I think it’s fair to say that the new Kia e-Niro has caused a bit of a stir. Its 64kWh battery is the biggest currently fitted to an electric car from any of the mainstream brands and if you want to buy one, get ready to join a long queue. Supply difficulties notwithstanding, I managed to get hold of one for a few days with a view to finding out just how far it could go.
For my first test, I drove the e-Niro until it entered reduced power mode with an estimated eight miles of range left. I had covered 326 miles since topping up, so the implied total range was 334 miles. That particular run was a varied mix of motorways and dual carriageways, town driving and rural roads in East Anglia and the Midlands. I then carried out a second test on the range-friendly flat roads of my Cambridgeshire and Lincolnshire back yard. That trip consisted mainly of rural single carriageways, smaller towns and un-bypassed villages, and I managed to edge the total implied range up to 346 miles, comprising of eleven estimated miles remaining and 335 miles covered.
In both cases, I drove gently but kept up with the traffic. I didn’t use any extreme economy techniques, although range-saving habits are now hard-wired into my natural driving style after years of eking extra miles out of short-range electric cars. The weather was just about perfect for maximum range – warm, with temperatures above 20 degrees Celsius, but not so hot that I couldn’t get away without using the range-sapping air-con most of the time.
So, what is the significance of mainstream electric cars cracking the 300-mile range barrier? Well it’s only seven years short ago that the benchmark for the first Leafs and Zoes was eighty miles or so, but I was able to persuade the e-Niro to travel around four times as far. That’s a transformative rate of progress of the sort you’d normally expect to see in the IT sector, rather than the relatively slow-moving motor industry.
But it’s not just a question of what the latest mainstream electrics can do compared with their predecessor models. It’s always been possible to buy an electric vehicle with fairly decent range if you are prepared to pay a lot of money, for something like a Tesla or a Jaguar I-Pace. Now that range advantage has been eliminated by the latest electric vehicles from mainstream brands, it must have some people worried.
And it’s not only range parity with more expensive electric cars that has been achieved. I recently ran an old petrol Mercedes-Benz I own until the fuel warning light came on, which it did at 363 miles, a result that was only twenty or thirty miles better than those I achieved in the e-Niro. The Merc may be a bit of a gas-guzzler, but it would never occur to me that its range rendered it unsuitable as a vehicle for long journeys.
Which brings us on to efficiency. Just as some petrol and diesel cars can go further on a gallon than others, so Kia seems to be able to squeeze more distance out of a kilowatt hour (kWh) of electricity than some other manufacturers. On my two test runs, I was able to achieve 5.1 and 5.3 miles per kWh respectively – excellent numbers, especially when sustained over hundreds of miles.
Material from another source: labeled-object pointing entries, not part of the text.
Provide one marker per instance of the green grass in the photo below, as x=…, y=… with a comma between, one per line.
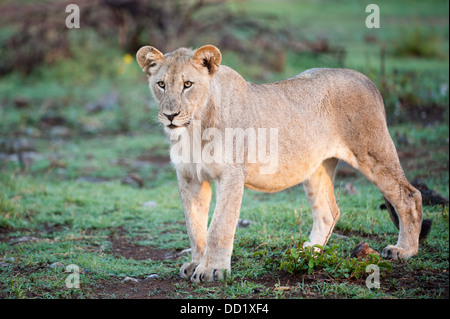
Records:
x=70, y=204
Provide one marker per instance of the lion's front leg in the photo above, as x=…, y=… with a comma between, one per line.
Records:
x=219, y=247
x=196, y=198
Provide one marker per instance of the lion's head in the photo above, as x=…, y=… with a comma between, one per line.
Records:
x=179, y=80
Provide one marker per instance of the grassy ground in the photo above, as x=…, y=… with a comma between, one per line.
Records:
x=95, y=189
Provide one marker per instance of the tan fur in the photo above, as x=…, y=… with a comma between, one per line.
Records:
x=322, y=115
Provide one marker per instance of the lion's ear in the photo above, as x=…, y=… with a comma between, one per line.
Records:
x=209, y=57
x=148, y=57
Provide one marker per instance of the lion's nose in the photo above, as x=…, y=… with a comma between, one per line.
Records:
x=170, y=117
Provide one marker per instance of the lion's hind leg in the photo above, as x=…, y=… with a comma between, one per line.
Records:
x=320, y=191
x=382, y=167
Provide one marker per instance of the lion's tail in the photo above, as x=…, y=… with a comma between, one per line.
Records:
x=426, y=223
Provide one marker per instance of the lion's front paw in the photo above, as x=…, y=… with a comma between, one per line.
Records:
x=395, y=253
x=204, y=274
x=188, y=269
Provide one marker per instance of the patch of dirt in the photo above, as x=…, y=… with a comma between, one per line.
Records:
x=122, y=247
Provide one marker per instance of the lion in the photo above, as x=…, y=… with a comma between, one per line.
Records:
x=322, y=115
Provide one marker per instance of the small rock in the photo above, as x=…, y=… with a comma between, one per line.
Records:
x=57, y=265
x=244, y=223
x=130, y=279
x=362, y=250
x=24, y=239
x=21, y=102
x=186, y=251
x=150, y=204
x=133, y=179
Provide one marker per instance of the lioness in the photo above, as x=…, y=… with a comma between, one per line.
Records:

But my time with the e-Niro also got me thinking about how much range a car really needs, and in particular how much extra I’m prepared to pay for it. The e-Niro’s Hyundai sister model, the Kona Electric, is available with two sizes of battery; 64kWh, the same as the e-Niro, and 39kWh. In the same trim level, the price difference between the two Konas is about £4,000. In the case of the Nissan Leaf, the top E+ version with its 62kWh battery is £4,900 more expensive than a similar Tekna model with its smaller 40kWh battery. Assuming the bigger battery in each case buys about an extra one hundred miles of range, the only inconvenience associated with the smaller-battery models, in practice, might be the need to carry out a handful of extra top-ups on long journeys each year. How much is it worth spending out to avoid that?
But the good news is that those trade-offs will get a lot more attractive as battery packs get bigger and their cost continues to fall. That’s what you call progress.